Mobile users in the Czech Republic are the target of a novel phishing campaign that leverages a Progressive Web Application (PWA) in an attempt to steal their banking account credentials.
The attacks have targeted the Czech-based Československá obchodní banka (CSOB), as well as the Hungarian OTP Bank and the Georgian TBC Bank, according to Slovak cybersecurity company ESET.
“The phishing websites targeting iOS instruct victims to add a Progressive Web Application (PWA) to their home-screens, while on Android the PWA is installed after confirming custom pop-ups in the browser,” security researcher Jakub Osmani said.
“At this point, on both operating systems, these phishing apps are largely indistinguishable from the real banking apps that they mimic.”
What’s notable about this tactic is that users are deceived into installing a PWA, or even WebAPKs in some cases on Android, from a third-party site without having to specifically allow side loading.
An analysis of the command-and-control (C2) servers used and the backend infrastructure reveals that two different threat actors are behind the campaigns.
These websites are distributed via automated voice calls, SMS messages, and social media malvertising via Facebook and Instagram. The voice calls warn users about an out-of-date banking app and ask them to select a numerical option, following which the phishing URL is sent.
Users who end up clicking on the link are displayed a lookalike page that mimics the Google Play Store listing for the targeted banking app, or a copycat site for the application, ultimately leading to the “installation” of the PWA or WebAPK app under the guise of an app update.

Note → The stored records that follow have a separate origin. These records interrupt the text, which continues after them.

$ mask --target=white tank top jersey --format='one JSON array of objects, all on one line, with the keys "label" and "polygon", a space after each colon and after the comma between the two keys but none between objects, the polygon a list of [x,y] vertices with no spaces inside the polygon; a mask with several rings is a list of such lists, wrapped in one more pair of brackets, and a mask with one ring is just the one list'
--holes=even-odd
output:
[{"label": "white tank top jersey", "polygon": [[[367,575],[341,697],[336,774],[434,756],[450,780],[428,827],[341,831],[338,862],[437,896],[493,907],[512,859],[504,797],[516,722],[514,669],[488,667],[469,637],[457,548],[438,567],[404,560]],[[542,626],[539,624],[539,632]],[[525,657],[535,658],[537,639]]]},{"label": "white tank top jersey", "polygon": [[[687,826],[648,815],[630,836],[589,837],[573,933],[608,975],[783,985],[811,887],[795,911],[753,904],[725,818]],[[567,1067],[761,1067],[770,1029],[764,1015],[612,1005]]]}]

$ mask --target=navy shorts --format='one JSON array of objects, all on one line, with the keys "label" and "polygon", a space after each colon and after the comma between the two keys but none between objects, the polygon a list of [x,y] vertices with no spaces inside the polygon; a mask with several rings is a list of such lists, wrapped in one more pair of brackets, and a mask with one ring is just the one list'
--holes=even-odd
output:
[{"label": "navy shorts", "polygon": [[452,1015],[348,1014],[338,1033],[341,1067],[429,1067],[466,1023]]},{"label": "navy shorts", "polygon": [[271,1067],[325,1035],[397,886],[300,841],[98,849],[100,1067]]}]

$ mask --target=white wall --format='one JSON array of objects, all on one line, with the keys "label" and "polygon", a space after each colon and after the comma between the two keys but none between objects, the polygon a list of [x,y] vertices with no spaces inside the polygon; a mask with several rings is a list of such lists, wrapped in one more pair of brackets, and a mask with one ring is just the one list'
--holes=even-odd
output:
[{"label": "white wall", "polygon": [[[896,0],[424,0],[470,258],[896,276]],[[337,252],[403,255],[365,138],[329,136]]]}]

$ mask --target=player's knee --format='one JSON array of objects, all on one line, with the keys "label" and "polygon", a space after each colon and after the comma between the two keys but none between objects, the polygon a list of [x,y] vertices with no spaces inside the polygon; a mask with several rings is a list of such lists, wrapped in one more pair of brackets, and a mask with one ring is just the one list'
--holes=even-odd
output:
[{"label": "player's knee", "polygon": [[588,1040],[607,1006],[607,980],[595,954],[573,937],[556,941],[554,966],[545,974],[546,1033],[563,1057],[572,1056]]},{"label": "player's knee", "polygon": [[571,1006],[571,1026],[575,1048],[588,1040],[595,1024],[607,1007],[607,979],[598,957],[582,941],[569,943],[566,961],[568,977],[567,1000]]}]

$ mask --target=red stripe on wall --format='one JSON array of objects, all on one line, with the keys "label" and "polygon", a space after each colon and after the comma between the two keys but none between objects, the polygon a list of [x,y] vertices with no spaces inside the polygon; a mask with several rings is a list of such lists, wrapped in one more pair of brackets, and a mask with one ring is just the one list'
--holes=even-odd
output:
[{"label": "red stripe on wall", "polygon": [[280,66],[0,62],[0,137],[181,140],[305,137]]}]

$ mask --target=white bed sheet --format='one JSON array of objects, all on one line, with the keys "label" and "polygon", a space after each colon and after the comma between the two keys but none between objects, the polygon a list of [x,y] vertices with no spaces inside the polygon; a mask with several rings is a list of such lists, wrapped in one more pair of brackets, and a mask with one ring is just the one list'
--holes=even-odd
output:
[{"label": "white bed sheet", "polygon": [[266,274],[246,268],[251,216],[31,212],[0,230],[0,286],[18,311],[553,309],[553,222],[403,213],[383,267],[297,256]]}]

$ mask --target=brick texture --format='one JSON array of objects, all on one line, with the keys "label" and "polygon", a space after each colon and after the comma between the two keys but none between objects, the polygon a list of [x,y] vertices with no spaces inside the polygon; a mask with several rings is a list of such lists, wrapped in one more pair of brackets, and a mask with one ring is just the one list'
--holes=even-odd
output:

“This crucial installation step bypasses traditional browser warnings of ‘installing unknown apps’: this is the default behavior of Chrome’s WebAPK technology, which is abused by the attackers,” Osmani explained. “Furthermore, installing a WebAPK does not produce any of the ‘installation from an untrusted source’ warnings.”
For those who are on Apple iOS devices, instructions are provided to add the bogus PWA app to the Home Screen. The end goal of the campaign is to capture the banking credentials entered on the app and exfiltrate them to an attacker-controlled C2 server or a Telegram group chat.
ESET said it recorded the first phishing-via-PWA instance in early November 2023, with subsequent waves detected in March and May 2024.
The disclosure comes as cybersecurity researchers have uncovered a new variant of the Gigabud Android trojan that’s spread via phishing websites mimicking the Google Play Store or sites impersonating various banks or governmental entities.
“The malware has various capabilities such as the collection of data about the infected device, exfiltration of banking credentials, collection of screen recordings, etc.,” Broadcom-owned Symantec said.
It also follows Silent Push’s discovery of 24 different control panels for a variety of Android banking trojans such as ERMAC, BlackRock, Hook, Loot, and Pegasus (not to be confused with NSO Group’s spyware of the same name) that are operated by a threat actor named DukeEugene.